2. Election to make a deemed dividend.
According to IRC 1368(e)(3)(B) a corporation may irrevocably elect to distribute all or part of its accumulated E&P through a deemed dividend with the consent of all its affected shareholders for a specified tax period. Under this election, the corporation will be treated as also having made the election to distribute accumulated E&P first.
Remember the amount of the deemed dividend cannot exceed the accumulated Earnings & Profits (E&P) at the end of the tax year and the E&P at year end is first reduced by any actual distributions of accumulated E&P made during the tax year.
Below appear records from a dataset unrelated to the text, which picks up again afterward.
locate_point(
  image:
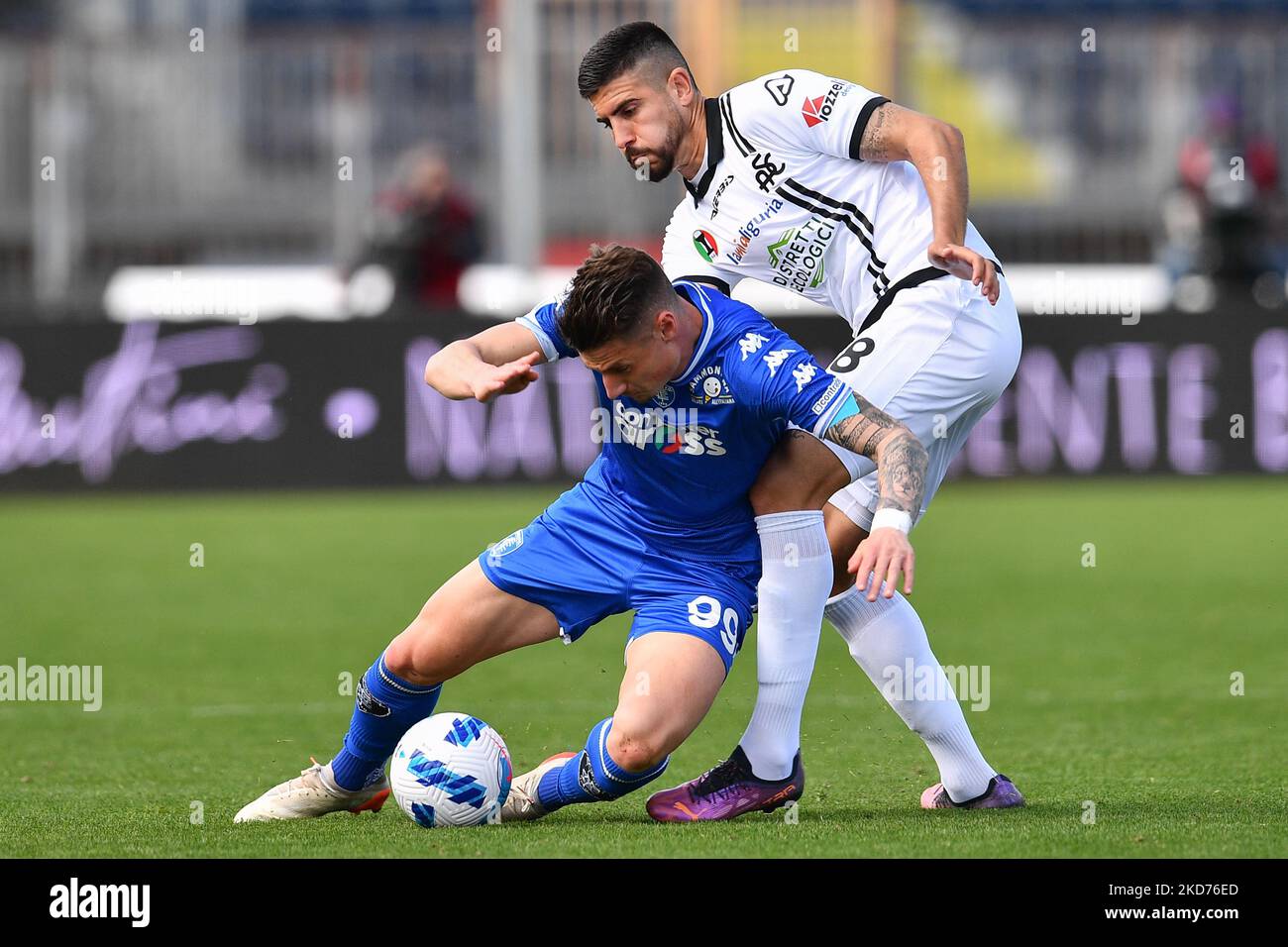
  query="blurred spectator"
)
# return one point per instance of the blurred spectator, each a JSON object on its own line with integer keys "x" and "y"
{"x": 423, "y": 232}
{"x": 1225, "y": 218}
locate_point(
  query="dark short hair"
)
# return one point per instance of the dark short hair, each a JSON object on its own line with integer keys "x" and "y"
{"x": 613, "y": 295}
{"x": 623, "y": 50}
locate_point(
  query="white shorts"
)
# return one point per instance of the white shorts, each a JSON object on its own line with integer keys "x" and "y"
{"x": 939, "y": 359}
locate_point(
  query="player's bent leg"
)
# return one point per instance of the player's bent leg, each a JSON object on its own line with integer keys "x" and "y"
{"x": 468, "y": 620}
{"x": 797, "y": 575}
{"x": 670, "y": 684}
{"x": 842, "y": 538}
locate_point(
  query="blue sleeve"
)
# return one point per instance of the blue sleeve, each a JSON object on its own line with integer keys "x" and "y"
{"x": 778, "y": 377}
{"x": 544, "y": 322}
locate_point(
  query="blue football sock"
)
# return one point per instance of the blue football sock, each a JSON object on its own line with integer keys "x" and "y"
{"x": 385, "y": 707}
{"x": 592, "y": 776}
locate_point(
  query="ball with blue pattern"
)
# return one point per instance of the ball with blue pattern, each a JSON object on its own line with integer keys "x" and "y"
{"x": 451, "y": 770}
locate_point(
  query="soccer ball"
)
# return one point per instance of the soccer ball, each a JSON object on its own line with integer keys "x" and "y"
{"x": 451, "y": 770}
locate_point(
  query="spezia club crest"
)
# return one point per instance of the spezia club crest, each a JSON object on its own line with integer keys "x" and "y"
{"x": 709, "y": 388}
{"x": 706, "y": 245}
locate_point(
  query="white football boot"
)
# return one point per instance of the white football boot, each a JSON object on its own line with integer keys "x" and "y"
{"x": 310, "y": 793}
{"x": 522, "y": 804}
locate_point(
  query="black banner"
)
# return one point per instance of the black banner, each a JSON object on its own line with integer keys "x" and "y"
{"x": 301, "y": 403}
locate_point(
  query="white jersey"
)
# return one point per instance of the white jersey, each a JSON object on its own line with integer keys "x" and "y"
{"x": 785, "y": 198}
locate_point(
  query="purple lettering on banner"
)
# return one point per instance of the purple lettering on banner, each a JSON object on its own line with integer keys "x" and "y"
{"x": 426, "y": 414}
{"x": 469, "y": 440}
{"x": 519, "y": 434}
{"x": 1052, "y": 412}
{"x": 578, "y": 399}
{"x": 987, "y": 451}
{"x": 1133, "y": 367}
{"x": 1190, "y": 401}
{"x": 1270, "y": 399}
{"x": 130, "y": 402}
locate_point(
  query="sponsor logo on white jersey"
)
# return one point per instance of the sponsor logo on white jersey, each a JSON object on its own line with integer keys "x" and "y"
{"x": 818, "y": 110}
{"x": 781, "y": 88}
{"x": 751, "y": 230}
{"x": 798, "y": 254}
{"x": 715, "y": 201}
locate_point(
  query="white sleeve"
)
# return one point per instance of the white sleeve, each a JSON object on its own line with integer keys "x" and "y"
{"x": 684, "y": 253}
{"x": 805, "y": 111}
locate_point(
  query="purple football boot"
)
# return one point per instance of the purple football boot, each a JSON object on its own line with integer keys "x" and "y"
{"x": 726, "y": 791}
{"x": 1001, "y": 793}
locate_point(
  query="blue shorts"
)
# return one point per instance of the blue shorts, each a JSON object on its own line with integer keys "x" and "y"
{"x": 579, "y": 561}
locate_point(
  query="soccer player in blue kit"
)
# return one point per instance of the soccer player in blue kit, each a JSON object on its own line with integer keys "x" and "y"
{"x": 695, "y": 389}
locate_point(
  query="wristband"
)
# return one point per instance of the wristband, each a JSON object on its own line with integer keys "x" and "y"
{"x": 896, "y": 519}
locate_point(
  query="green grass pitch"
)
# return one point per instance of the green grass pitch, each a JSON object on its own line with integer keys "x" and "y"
{"x": 1109, "y": 684}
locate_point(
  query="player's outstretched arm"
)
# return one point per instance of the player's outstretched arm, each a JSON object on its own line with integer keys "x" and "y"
{"x": 938, "y": 151}
{"x": 496, "y": 361}
{"x": 902, "y": 463}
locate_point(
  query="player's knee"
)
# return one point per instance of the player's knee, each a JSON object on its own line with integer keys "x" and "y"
{"x": 800, "y": 474}
{"x": 635, "y": 750}
{"x": 417, "y": 655}
{"x": 841, "y": 578}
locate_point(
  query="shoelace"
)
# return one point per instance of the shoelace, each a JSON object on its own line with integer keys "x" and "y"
{"x": 719, "y": 780}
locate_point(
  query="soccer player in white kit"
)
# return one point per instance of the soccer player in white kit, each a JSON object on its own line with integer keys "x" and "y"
{"x": 833, "y": 192}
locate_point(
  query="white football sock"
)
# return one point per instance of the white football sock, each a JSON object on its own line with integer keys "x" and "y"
{"x": 884, "y": 635}
{"x": 794, "y": 585}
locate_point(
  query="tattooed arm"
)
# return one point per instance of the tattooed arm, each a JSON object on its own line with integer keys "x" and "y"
{"x": 902, "y": 463}
{"x": 938, "y": 151}
{"x": 898, "y": 454}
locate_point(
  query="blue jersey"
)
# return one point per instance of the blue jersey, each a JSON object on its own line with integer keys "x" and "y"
{"x": 675, "y": 472}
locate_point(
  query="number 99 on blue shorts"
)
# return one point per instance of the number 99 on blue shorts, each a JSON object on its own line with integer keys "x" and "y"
{"x": 584, "y": 566}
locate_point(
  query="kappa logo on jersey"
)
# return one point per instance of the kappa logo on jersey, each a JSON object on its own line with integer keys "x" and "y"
{"x": 798, "y": 256}
{"x": 751, "y": 230}
{"x": 819, "y": 110}
{"x": 767, "y": 170}
{"x": 706, "y": 245}
{"x": 774, "y": 360}
{"x": 804, "y": 373}
{"x": 709, "y": 388}
{"x": 751, "y": 343}
{"x": 781, "y": 88}
{"x": 715, "y": 201}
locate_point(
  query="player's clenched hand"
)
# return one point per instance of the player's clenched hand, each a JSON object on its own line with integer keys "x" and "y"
{"x": 966, "y": 264}
{"x": 505, "y": 379}
{"x": 881, "y": 557}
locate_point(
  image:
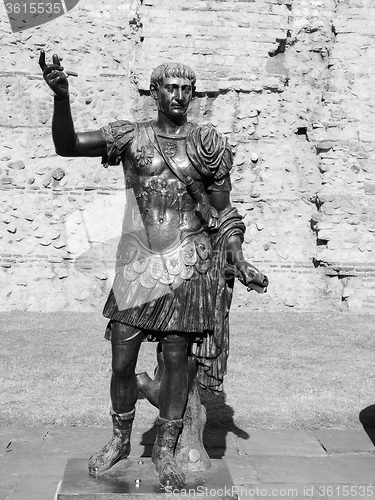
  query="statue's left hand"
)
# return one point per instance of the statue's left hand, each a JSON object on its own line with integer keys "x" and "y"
{"x": 251, "y": 277}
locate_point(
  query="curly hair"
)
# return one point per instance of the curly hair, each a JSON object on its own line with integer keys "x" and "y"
{"x": 172, "y": 70}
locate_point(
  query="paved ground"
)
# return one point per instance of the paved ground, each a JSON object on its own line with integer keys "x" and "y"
{"x": 337, "y": 464}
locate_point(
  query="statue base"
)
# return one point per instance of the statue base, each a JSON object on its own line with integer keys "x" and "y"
{"x": 136, "y": 479}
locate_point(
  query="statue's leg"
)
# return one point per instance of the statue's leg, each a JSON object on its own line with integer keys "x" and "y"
{"x": 124, "y": 393}
{"x": 172, "y": 401}
{"x": 151, "y": 387}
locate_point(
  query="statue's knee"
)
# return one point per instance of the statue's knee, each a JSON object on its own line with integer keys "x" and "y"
{"x": 175, "y": 352}
{"x": 124, "y": 359}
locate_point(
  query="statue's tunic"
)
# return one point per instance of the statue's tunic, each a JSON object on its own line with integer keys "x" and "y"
{"x": 167, "y": 277}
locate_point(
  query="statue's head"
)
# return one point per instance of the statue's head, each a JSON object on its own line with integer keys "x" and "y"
{"x": 172, "y": 70}
{"x": 172, "y": 86}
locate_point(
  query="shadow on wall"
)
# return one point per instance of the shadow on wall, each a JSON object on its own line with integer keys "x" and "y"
{"x": 367, "y": 419}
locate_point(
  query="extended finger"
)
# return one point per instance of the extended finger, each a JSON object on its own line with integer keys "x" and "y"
{"x": 42, "y": 60}
{"x": 55, "y": 59}
{"x": 52, "y": 69}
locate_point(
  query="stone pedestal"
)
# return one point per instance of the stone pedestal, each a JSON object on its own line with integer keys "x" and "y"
{"x": 136, "y": 479}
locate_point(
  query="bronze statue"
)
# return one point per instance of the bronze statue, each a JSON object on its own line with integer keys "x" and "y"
{"x": 179, "y": 252}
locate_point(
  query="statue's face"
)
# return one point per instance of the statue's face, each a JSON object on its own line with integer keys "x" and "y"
{"x": 174, "y": 97}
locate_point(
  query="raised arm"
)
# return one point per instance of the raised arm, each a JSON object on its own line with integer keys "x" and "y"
{"x": 67, "y": 142}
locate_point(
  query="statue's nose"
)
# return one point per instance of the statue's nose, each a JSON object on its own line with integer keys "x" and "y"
{"x": 179, "y": 95}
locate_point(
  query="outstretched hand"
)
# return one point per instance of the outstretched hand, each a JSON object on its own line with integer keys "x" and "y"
{"x": 251, "y": 277}
{"x": 54, "y": 76}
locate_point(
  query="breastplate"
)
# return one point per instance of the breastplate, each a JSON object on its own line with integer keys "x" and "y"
{"x": 165, "y": 209}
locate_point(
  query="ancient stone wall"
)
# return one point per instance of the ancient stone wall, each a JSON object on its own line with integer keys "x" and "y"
{"x": 288, "y": 81}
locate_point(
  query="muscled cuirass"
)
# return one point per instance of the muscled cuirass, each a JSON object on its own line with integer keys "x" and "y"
{"x": 158, "y": 204}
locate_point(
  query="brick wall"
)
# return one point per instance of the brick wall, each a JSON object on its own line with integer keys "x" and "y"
{"x": 289, "y": 83}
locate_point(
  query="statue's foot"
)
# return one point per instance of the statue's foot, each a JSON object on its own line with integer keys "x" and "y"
{"x": 114, "y": 451}
{"x": 169, "y": 472}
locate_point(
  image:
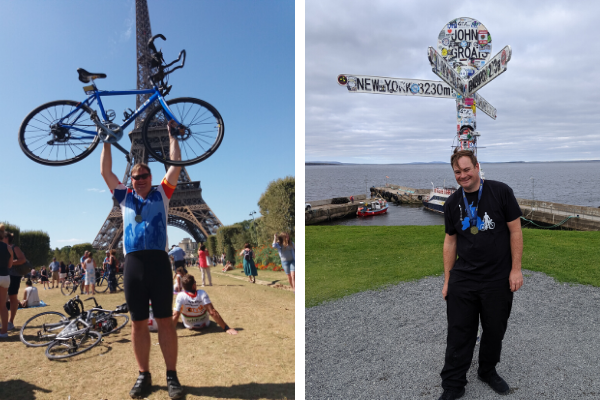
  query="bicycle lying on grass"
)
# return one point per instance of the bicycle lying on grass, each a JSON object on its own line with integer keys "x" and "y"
{"x": 73, "y": 282}
{"x": 63, "y": 132}
{"x": 79, "y": 332}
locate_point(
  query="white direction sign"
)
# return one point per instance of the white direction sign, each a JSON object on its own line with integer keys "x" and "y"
{"x": 442, "y": 69}
{"x": 490, "y": 71}
{"x": 407, "y": 87}
{"x": 397, "y": 86}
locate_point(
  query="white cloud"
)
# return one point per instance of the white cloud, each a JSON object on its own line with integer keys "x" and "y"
{"x": 547, "y": 96}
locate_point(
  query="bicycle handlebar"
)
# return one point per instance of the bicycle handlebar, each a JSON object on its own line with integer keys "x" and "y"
{"x": 158, "y": 60}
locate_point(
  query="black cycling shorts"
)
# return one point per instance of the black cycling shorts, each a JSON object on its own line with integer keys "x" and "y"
{"x": 147, "y": 277}
{"x": 15, "y": 284}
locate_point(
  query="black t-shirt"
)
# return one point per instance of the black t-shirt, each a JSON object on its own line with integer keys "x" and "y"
{"x": 486, "y": 256}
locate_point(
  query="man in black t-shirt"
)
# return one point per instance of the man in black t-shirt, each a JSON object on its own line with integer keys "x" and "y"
{"x": 484, "y": 229}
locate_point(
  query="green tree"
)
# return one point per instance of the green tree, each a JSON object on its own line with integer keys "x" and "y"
{"x": 277, "y": 208}
{"x": 15, "y": 230}
{"x": 36, "y": 247}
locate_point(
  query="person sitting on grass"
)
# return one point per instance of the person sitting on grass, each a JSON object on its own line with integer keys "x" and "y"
{"x": 194, "y": 307}
{"x": 30, "y": 298}
{"x": 181, "y": 272}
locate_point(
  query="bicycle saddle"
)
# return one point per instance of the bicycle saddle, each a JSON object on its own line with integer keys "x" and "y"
{"x": 85, "y": 76}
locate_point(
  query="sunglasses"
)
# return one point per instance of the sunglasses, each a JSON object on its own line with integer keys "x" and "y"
{"x": 138, "y": 177}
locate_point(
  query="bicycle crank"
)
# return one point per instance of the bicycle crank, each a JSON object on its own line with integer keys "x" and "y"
{"x": 108, "y": 132}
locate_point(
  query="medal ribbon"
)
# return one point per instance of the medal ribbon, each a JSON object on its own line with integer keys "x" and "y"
{"x": 473, "y": 221}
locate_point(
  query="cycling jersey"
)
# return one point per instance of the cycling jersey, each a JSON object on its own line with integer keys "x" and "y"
{"x": 191, "y": 307}
{"x": 151, "y": 232}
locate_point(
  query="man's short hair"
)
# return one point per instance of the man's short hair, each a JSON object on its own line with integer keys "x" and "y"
{"x": 462, "y": 153}
{"x": 137, "y": 167}
{"x": 188, "y": 282}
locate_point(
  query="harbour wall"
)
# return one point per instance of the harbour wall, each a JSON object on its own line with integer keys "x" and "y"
{"x": 324, "y": 210}
{"x": 537, "y": 213}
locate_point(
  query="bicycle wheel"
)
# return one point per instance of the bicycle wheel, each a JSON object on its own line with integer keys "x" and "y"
{"x": 203, "y": 135}
{"x": 43, "y": 141}
{"x": 101, "y": 285}
{"x": 112, "y": 324}
{"x": 78, "y": 344}
{"x": 68, "y": 288}
{"x": 40, "y": 330}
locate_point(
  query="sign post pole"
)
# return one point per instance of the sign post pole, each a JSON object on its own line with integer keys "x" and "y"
{"x": 462, "y": 60}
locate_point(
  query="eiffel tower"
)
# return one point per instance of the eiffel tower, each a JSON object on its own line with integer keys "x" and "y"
{"x": 187, "y": 209}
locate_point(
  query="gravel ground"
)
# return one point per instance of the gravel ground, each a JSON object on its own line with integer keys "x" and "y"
{"x": 390, "y": 344}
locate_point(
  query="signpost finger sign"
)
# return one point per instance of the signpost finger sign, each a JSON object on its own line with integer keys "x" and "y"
{"x": 462, "y": 60}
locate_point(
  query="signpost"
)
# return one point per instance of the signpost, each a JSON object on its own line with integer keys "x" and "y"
{"x": 462, "y": 60}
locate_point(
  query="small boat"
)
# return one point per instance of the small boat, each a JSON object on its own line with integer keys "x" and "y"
{"x": 373, "y": 207}
{"x": 437, "y": 198}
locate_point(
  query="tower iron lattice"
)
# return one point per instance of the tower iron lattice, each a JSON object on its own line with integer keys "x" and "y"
{"x": 187, "y": 209}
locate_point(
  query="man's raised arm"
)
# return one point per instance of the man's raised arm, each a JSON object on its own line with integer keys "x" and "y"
{"x": 106, "y": 167}
{"x": 172, "y": 175}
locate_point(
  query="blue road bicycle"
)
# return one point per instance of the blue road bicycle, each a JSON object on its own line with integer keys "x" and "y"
{"x": 64, "y": 132}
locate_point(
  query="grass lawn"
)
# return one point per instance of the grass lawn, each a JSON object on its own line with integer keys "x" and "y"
{"x": 273, "y": 277}
{"x": 256, "y": 363}
{"x": 341, "y": 260}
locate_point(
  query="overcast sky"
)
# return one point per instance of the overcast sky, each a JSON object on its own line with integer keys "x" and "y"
{"x": 547, "y": 100}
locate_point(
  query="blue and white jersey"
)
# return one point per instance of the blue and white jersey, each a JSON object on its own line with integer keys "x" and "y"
{"x": 151, "y": 232}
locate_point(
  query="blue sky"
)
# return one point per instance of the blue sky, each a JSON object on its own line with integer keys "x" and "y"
{"x": 240, "y": 58}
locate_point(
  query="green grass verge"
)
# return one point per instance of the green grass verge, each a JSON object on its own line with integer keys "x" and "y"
{"x": 341, "y": 260}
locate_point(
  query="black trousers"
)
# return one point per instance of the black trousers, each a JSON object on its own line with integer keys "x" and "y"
{"x": 467, "y": 302}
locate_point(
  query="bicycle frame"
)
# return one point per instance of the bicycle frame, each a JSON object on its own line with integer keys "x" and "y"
{"x": 96, "y": 97}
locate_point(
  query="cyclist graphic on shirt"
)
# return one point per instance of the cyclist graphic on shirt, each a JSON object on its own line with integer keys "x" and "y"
{"x": 486, "y": 224}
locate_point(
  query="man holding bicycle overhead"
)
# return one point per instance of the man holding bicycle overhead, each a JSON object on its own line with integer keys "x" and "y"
{"x": 147, "y": 275}
{"x": 484, "y": 229}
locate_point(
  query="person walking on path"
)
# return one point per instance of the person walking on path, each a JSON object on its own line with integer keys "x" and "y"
{"x": 90, "y": 275}
{"x": 54, "y": 269}
{"x": 286, "y": 249}
{"x": 62, "y": 274}
{"x": 147, "y": 270}
{"x": 203, "y": 265}
{"x": 44, "y": 277}
{"x": 112, "y": 271}
{"x": 479, "y": 285}
{"x": 249, "y": 267}
{"x": 15, "y": 280}
{"x": 178, "y": 257}
{"x": 6, "y": 259}
{"x": 30, "y": 296}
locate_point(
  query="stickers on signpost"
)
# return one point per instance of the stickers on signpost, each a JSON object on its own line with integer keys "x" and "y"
{"x": 496, "y": 66}
{"x": 445, "y": 71}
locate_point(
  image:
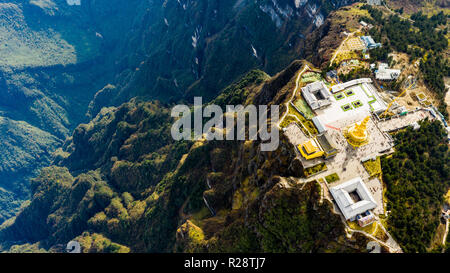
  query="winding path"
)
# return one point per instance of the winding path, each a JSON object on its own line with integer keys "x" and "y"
{"x": 297, "y": 84}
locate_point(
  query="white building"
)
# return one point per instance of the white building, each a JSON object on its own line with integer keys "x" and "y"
{"x": 384, "y": 73}
{"x": 353, "y": 198}
{"x": 316, "y": 95}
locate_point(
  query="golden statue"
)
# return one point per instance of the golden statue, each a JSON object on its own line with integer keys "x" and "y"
{"x": 357, "y": 134}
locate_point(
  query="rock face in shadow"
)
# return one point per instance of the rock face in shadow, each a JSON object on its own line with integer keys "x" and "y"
{"x": 123, "y": 183}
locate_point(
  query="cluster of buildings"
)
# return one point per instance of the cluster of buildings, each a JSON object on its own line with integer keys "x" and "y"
{"x": 369, "y": 42}
{"x": 384, "y": 73}
{"x": 336, "y": 107}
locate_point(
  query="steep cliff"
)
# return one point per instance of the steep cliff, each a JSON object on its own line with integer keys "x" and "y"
{"x": 62, "y": 59}
{"x": 123, "y": 184}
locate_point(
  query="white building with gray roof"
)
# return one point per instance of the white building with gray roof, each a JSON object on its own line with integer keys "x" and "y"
{"x": 353, "y": 198}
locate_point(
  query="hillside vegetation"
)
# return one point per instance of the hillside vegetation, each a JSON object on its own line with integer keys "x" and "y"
{"x": 417, "y": 177}
{"x": 122, "y": 184}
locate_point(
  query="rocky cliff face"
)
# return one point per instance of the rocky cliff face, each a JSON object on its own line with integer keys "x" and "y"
{"x": 62, "y": 59}
{"x": 122, "y": 184}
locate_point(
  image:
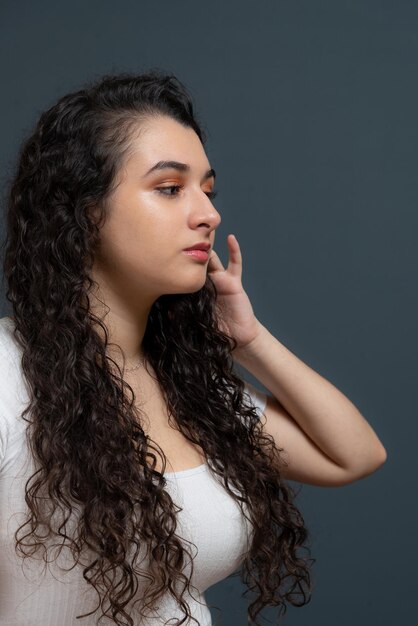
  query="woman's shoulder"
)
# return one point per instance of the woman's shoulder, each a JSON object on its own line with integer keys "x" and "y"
{"x": 257, "y": 397}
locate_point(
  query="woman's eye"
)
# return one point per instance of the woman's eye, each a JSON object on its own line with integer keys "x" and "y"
{"x": 210, "y": 194}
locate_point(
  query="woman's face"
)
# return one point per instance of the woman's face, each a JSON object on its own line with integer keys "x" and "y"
{"x": 149, "y": 223}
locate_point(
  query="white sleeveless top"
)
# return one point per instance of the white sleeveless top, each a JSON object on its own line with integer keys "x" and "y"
{"x": 47, "y": 595}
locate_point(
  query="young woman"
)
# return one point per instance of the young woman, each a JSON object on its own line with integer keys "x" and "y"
{"x": 118, "y": 364}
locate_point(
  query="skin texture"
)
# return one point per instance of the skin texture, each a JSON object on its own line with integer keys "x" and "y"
{"x": 141, "y": 249}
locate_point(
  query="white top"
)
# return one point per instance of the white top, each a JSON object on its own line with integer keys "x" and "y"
{"x": 40, "y": 595}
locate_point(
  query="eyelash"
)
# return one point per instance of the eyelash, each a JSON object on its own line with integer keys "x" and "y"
{"x": 210, "y": 194}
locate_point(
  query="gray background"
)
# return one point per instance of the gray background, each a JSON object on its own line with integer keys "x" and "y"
{"x": 311, "y": 110}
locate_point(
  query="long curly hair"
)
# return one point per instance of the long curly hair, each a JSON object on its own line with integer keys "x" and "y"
{"x": 84, "y": 429}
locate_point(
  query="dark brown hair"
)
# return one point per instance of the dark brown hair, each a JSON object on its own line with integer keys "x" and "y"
{"x": 84, "y": 430}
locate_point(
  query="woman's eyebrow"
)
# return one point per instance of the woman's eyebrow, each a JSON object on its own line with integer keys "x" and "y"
{"x": 182, "y": 167}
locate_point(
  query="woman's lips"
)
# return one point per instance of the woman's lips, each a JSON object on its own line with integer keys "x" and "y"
{"x": 199, "y": 255}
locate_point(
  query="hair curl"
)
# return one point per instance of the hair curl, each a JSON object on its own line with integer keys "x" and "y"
{"x": 85, "y": 431}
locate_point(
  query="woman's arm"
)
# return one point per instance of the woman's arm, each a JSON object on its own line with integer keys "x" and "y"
{"x": 326, "y": 439}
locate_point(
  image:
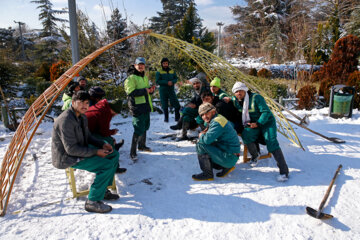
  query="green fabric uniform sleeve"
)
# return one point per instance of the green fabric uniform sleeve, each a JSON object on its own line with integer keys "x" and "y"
{"x": 212, "y": 134}
{"x": 130, "y": 87}
{"x": 264, "y": 110}
{"x": 174, "y": 80}
{"x": 158, "y": 78}
{"x": 161, "y": 80}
Treat a deemed dividend as a distribution to the shareholders that is received by the shareholders and immediately contributed back to the corporation on the last day of the tax year.
3. Election to forego Previously Taxed Income (PTI)
Again according to IRC 1368(e)(3)(B) if a corporation wants to forego distributions of PTI, it may irrevocably elect to do so for a given tax period with the consent of all affected shareholders.
Three important points about the election statement
1. You must attach the statement to a timely filed original or amended IRS Form 1120S for the tax year for which the election is made.
2. You must identify the election being made AND state that each shareholder consents to the election.
3. A deemed dividend election must include the amount of the deemed dividend distributed to each shareholder in the statement.